The American-made films also have plenty of historical juice we get the Fox Movietone newsreel of Charles Lindbergh’s 1927 take-off; Ub Iwerks’ immortal “Balloonland” (1935); the infamous MGM-produced fake newsreel story “California Election News #2,” anonymously aimed at scotching Upton Sinclair’s 1934 bid for the governorship; a sampling of WWII-propaganda “soundies”; D.W. Griffith’s outlandish 1912 anti-cocaine melodrama “For His Son”; and a richly colored copy of Chuck Jones’ fiery, luridly surreal FDR campaign cartoon “Hell-Bent for Election,” which hit theaters in 1944 and makes contemporary campaigning seem mild-mannered, at least in terms of iconography.
But two preeminent eye-poppers are generally European. In 1938, stop-motion animator George Pal went to Holland to make a Philips Radio “broadcast” party film, which was intended to advertise the hardware, but instead packed more Spanish-flavored, rainbow-colored, cranked-puppet song & dance fun into five minutes than Disney did in a decade. Still, the climactic set piece of the program is a montage of censored silent film clips, kisses and hugs and amorous glances separated from their films à la “Cinema Paradiso” by an unknown projectionist in Brussels, the remnants of an old school habit of squeamish prudery that, just as in Tornatore’s film, is transformed by time into a bewitching suite of movie love.
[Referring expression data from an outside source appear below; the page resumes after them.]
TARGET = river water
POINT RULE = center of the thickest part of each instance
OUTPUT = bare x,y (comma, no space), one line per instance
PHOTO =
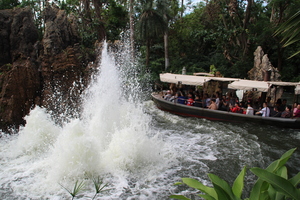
137,149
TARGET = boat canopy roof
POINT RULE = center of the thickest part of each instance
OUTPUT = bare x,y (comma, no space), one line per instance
237,84
191,79
184,79
260,86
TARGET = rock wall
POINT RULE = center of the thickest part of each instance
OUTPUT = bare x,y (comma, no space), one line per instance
32,70
263,70
261,66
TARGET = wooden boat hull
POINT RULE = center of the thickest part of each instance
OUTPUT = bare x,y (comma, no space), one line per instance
218,115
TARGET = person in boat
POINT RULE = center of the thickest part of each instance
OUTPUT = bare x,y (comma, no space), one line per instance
250,110
213,105
217,99
287,113
236,108
207,101
283,105
224,104
295,107
190,100
265,112
275,112
269,101
181,98
204,100
197,101
297,113
168,95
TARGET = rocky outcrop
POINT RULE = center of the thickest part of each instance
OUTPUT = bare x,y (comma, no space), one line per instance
33,71
263,70
262,67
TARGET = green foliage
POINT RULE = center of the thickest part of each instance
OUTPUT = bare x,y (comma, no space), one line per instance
77,188
99,186
8,4
272,183
290,31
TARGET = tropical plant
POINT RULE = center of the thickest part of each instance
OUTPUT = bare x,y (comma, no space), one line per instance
77,188
272,183
99,186
290,31
151,25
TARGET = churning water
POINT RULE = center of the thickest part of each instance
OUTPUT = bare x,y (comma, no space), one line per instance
137,149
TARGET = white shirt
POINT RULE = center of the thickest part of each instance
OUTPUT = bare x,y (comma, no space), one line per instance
249,111
265,112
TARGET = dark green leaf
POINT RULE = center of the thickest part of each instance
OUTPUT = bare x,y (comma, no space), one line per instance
279,183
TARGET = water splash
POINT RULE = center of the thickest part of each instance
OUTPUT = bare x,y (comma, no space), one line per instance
111,139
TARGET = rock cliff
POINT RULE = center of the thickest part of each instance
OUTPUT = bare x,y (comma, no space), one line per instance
32,69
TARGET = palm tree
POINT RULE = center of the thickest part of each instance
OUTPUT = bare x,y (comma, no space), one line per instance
290,31
151,24
168,10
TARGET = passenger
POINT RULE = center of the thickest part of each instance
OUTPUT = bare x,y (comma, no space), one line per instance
213,105
250,110
190,100
207,101
279,104
181,98
217,99
265,112
283,105
168,95
275,112
287,113
295,107
297,113
236,108
224,104
197,101
269,102
205,96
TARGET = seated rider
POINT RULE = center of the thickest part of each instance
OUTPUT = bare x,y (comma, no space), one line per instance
168,95
287,113
181,98
213,105
297,112
265,112
190,100
236,108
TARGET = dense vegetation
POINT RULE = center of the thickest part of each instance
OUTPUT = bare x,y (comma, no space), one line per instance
223,33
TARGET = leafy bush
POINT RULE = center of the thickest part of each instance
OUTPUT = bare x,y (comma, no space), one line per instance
272,183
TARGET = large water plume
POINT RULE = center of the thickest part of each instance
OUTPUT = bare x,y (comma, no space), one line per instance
110,139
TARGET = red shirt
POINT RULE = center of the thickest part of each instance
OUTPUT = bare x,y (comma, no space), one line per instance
235,109
297,113
190,102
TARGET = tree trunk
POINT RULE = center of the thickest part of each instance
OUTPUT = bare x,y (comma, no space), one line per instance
148,52
166,44
131,22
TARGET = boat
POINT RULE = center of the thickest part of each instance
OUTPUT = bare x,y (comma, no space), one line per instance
219,115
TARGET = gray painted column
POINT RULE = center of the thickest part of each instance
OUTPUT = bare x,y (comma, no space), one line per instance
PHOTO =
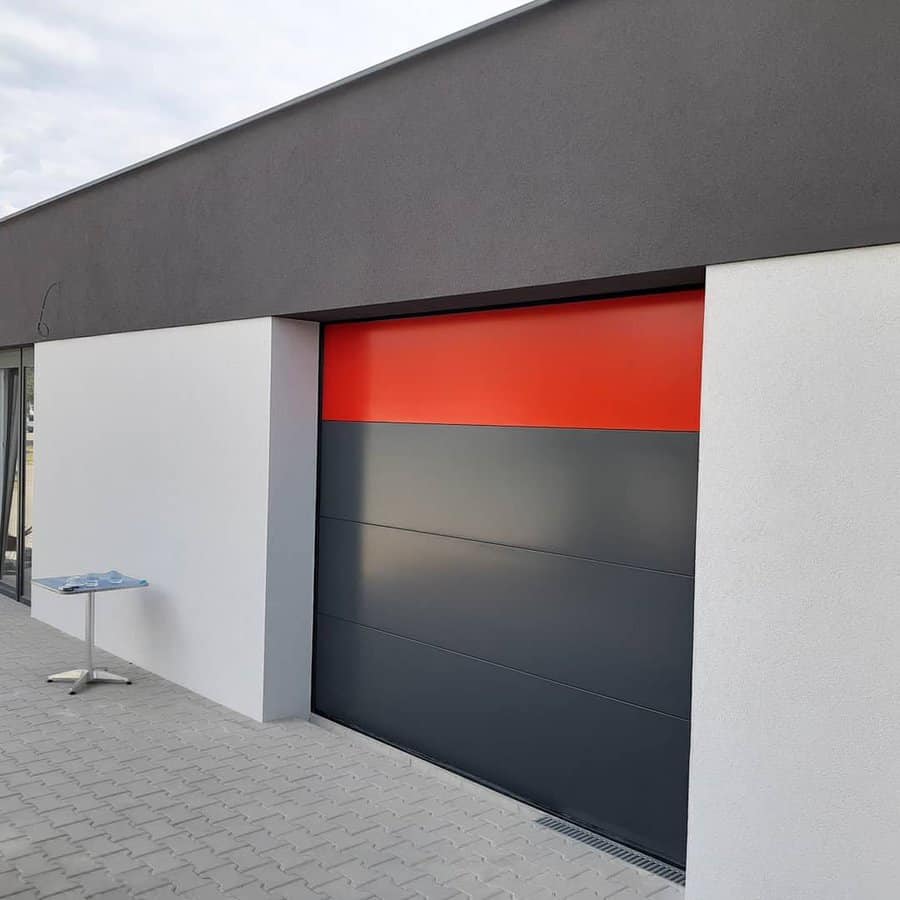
291,525
795,755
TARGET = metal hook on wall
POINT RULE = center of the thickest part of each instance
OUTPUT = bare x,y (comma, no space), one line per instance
43,328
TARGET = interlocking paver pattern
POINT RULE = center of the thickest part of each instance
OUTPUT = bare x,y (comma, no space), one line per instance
152,791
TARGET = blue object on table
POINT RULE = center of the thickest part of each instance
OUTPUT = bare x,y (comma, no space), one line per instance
89,584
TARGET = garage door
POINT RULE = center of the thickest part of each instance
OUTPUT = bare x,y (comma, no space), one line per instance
506,550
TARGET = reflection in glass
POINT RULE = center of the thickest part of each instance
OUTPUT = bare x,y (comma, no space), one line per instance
29,482
10,441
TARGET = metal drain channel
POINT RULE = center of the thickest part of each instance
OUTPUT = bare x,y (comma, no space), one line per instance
626,854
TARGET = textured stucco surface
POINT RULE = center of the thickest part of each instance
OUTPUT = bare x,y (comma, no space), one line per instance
795,752
578,141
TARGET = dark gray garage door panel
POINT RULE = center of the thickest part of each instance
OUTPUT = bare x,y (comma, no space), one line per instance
568,750
618,631
617,496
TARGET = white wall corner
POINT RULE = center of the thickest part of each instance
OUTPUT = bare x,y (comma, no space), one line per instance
795,736
152,456
291,519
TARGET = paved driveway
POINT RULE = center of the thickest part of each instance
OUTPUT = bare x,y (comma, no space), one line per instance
153,791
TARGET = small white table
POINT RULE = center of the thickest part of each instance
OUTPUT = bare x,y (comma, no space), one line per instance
89,585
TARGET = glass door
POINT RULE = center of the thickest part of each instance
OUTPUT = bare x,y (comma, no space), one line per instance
16,469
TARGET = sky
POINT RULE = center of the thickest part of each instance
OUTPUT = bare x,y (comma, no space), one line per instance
89,86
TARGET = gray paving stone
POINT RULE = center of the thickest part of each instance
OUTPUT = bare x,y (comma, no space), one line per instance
169,795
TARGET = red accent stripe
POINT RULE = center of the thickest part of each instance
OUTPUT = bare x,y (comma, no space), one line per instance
632,363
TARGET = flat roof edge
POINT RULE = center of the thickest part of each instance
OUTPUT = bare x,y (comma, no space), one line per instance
286,105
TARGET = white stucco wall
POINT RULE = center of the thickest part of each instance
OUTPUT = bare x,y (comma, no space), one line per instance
153,456
795,753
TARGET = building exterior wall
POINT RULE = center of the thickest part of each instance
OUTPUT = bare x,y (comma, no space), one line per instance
579,140
156,457
795,751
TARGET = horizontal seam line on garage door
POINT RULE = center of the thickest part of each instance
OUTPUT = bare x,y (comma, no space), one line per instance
456,537
413,424
489,662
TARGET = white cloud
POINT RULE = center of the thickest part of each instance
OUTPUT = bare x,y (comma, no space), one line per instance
86,88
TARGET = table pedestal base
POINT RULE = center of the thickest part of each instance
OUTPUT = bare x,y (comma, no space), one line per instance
81,677
90,675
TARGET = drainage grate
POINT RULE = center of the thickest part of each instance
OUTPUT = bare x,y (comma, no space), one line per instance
613,849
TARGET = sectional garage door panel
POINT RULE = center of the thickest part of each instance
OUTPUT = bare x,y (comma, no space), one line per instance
613,630
619,769
626,497
505,582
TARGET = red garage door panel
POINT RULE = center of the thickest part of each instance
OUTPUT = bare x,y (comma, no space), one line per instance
632,363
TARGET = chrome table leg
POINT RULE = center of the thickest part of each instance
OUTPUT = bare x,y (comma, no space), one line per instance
90,675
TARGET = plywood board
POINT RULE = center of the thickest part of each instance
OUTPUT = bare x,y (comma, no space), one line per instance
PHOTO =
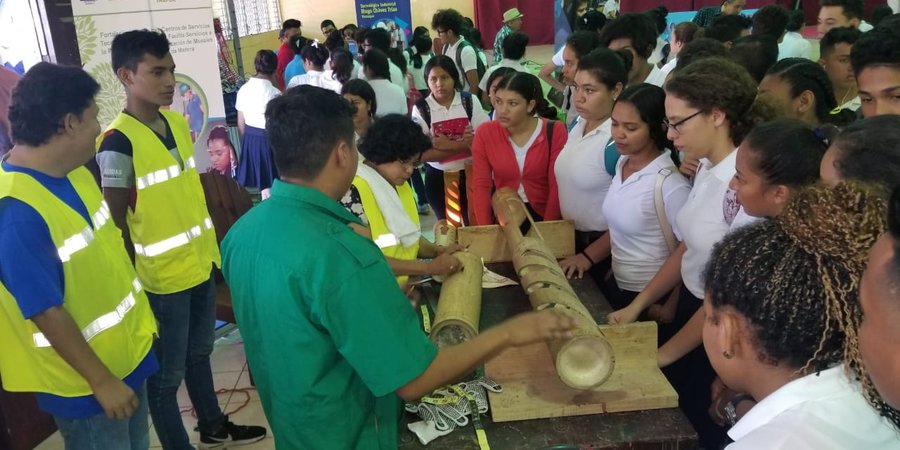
533,390
489,242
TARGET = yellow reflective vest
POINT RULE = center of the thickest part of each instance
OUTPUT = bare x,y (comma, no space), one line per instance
174,240
386,241
101,293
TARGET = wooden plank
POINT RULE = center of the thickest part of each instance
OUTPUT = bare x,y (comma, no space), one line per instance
533,390
489,242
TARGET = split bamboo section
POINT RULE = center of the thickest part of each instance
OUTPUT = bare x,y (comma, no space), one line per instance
459,305
586,360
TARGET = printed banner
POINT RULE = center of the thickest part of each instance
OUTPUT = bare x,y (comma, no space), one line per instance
391,15
189,26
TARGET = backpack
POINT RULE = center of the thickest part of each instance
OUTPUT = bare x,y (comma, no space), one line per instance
425,110
479,64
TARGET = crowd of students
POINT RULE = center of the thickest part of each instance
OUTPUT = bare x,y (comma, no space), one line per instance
731,195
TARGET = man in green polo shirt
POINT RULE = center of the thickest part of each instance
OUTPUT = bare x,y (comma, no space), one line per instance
331,339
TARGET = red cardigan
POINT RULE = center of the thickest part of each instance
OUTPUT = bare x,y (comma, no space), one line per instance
494,165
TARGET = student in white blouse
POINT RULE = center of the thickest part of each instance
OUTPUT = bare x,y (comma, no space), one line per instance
710,106
646,174
636,33
440,116
776,160
391,99
781,324
314,57
583,168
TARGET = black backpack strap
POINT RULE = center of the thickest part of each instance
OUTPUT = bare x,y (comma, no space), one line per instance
467,103
424,111
550,125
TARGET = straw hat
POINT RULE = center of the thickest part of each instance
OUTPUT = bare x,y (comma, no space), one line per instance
511,15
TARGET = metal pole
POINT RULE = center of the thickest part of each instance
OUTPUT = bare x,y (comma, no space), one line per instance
235,37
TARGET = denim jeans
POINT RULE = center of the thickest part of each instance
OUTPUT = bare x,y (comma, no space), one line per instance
186,332
101,433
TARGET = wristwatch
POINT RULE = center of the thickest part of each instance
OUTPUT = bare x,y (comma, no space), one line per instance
731,407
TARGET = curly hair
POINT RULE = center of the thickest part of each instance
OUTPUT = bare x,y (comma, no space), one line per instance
804,75
785,151
869,150
795,279
42,99
717,83
391,138
639,28
879,47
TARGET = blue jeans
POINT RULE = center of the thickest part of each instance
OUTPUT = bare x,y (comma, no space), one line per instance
186,332
102,433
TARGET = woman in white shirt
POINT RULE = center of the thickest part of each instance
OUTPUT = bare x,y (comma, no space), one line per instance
450,118
646,174
314,57
781,324
777,159
582,171
256,167
391,99
710,106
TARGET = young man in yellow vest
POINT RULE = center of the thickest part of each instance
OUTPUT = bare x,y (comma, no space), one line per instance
75,323
155,197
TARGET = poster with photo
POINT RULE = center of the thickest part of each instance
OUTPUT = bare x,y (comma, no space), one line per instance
189,26
391,15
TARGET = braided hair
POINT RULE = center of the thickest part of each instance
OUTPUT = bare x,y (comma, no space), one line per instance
805,75
795,279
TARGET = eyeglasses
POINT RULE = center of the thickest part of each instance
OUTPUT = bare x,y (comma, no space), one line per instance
674,126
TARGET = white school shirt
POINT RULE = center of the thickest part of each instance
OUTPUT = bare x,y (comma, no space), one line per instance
252,99
639,246
316,78
656,77
396,76
418,74
389,98
794,45
468,58
522,151
819,411
742,219
581,176
517,64
705,218
455,111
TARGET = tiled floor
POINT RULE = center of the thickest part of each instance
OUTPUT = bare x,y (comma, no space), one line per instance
230,375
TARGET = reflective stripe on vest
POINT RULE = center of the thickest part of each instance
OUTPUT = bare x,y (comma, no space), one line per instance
162,175
83,238
387,240
158,248
103,322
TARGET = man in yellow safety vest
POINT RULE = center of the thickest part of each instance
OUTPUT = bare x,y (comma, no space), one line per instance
153,189
75,323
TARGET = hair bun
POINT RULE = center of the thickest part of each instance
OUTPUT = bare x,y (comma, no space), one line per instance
823,220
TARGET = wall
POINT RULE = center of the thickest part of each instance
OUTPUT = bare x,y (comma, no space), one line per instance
252,44
342,12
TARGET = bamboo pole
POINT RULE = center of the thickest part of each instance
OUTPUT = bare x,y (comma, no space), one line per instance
459,305
586,360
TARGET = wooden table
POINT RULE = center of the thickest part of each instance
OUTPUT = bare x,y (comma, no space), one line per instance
651,429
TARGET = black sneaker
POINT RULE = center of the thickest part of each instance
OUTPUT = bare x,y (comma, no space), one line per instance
230,435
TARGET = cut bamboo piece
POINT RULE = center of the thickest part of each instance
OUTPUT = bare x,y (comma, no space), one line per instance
586,360
459,305
444,235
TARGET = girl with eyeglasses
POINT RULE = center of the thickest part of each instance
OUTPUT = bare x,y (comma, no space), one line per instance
383,200
711,105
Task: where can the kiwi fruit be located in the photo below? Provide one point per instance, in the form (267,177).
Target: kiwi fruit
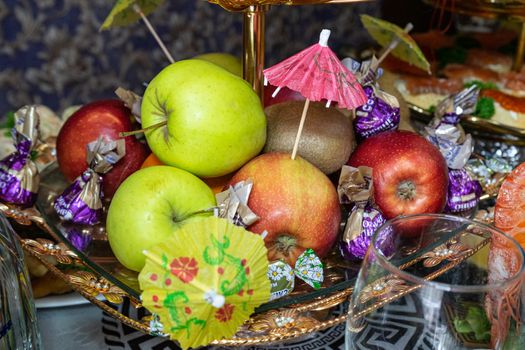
(327,139)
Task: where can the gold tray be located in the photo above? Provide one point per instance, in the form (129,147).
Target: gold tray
(96,272)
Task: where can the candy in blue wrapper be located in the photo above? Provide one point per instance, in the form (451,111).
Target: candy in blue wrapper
(19,178)
(463,191)
(81,202)
(380,113)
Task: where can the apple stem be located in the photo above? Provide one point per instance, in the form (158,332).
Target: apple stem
(284,243)
(153,32)
(300,130)
(406,190)
(141,131)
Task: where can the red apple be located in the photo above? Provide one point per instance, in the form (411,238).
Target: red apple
(284,94)
(410,176)
(107,118)
(297,204)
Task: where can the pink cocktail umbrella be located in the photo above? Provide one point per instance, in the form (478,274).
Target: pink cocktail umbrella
(317,74)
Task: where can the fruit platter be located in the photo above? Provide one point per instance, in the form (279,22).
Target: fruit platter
(232,218)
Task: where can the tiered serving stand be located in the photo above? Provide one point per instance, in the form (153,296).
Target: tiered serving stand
(94,271)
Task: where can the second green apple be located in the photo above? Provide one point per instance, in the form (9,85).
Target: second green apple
(215,121)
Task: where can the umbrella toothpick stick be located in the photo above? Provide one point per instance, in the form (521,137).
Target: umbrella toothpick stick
(137,9)
(393,45)
(300,130)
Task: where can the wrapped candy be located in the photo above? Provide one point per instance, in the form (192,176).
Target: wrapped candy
(19,178)
(463,191)
(444,132)
(233,204)
(81,202)
(308,268)
(355,186)
(379,114)
(381,111)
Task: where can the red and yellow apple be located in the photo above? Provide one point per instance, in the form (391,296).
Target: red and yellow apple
(297,204)
(410,176)
(100,118)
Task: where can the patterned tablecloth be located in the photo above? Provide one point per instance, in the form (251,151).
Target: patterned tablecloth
(86,327)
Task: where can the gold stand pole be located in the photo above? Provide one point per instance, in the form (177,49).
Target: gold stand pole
(518,60)
(253,46)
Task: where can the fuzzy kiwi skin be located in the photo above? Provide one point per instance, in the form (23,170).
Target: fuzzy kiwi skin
(327,139)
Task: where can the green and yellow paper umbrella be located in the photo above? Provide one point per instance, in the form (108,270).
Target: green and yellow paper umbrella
(395,40)
(126,12)
(205,281)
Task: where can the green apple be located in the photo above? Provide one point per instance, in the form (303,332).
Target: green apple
(149,206)
(229,62)
(215,122)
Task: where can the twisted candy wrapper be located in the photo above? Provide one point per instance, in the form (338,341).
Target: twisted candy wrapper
(463,191)
(444,131)
(233,204)
(308,267)
(365,72)
(381,111)
(81,202)
(355,186)
(19,178)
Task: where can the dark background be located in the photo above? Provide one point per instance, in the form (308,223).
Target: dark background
(51,51)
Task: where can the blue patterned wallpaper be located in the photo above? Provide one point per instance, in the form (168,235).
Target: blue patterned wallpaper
(52,52)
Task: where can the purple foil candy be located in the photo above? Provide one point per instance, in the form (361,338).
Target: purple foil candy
(451,118)
(81,202)
(357,245)
(71,205)
(19,179)
(379,114)
(463,191)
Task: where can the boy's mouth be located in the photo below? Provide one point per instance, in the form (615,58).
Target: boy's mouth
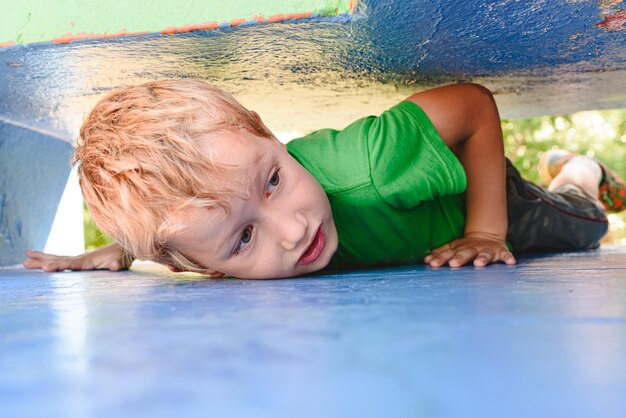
(314,250)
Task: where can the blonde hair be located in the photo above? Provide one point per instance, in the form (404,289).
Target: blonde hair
(139,162)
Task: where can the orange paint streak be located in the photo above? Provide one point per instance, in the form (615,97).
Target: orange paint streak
(352,5)
(188,28)
(69,37)
(237,22)
(281,17)
(614,22)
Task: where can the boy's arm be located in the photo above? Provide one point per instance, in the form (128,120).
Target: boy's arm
(467,119)
(112,257)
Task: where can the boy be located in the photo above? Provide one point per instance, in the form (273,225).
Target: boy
(180,173)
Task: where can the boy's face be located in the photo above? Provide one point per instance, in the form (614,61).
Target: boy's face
(283,228)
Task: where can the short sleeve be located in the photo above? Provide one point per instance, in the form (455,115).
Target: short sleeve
(409,162)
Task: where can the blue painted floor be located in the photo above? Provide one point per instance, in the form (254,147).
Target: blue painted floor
(546,338)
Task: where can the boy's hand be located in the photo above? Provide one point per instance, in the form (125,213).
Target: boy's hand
(112,257)
(481,248)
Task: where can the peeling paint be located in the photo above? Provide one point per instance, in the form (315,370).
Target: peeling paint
(614,21)
(70,37)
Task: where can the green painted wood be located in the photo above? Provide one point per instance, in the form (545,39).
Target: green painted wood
(28,21)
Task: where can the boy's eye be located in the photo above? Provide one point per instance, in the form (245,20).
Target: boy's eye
(273,182)
(244,240)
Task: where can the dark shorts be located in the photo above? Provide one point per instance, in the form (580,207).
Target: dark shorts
(563,219)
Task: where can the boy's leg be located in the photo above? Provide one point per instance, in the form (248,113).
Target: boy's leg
(559,167)
(583,172)
(567,217)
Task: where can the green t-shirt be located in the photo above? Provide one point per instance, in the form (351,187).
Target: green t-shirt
(393,185)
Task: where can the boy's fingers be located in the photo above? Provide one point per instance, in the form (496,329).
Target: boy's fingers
(442,258)
(33,254)
(508,258)
(484,258)
(462,257)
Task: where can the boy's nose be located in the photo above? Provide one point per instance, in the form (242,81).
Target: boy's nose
(292,230)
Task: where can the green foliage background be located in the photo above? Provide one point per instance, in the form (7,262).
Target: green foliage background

For story, coming at you like a stampede of wildebeest, Lars von Trier’s “The Kingdom Series Two” (1997) continues his 1994 saga with this nearly five-hour sequel (total of “Kingdom”-ness: almost 10 hours, for those sick days when already feeling sick is not quite enough), in which the titular Copenhagen hospital, still haunted by ghosts and omened by Downs syndrome dishwashers, is beset by (or still beset by) Satanic cults, suicide-sport interns, voodoo, homicidal medical experiments, badger obsessions, drugs, and, most nuttily, a giant mutant baby (the son of Udo Kier from the first “Kingdom”) played by… Udo Kier. One could only wish that American television shows would, or could, replicate Von Trier’s agenda here to just keep ratcheting up the devilish invention and horrifically consequential story ideas and do so with von Trier’s exhaustive measure of satirical intelligence. The squirrelly, dingy video look of the show may not seem as sui generis as it did in the ’90s, but here’s to being grateful for such a ridiculously generous helping of malevolent narrative nonsense, and to hoping someday for a “Kingdom Series Three,” in which the cliffhangers can finally fall and the world can finally end.
“Saved from the Flames” (Flicker Alley) and “The Kingdom Series Two” (Koch Lorber Films) will be available on DVD on January 22nd.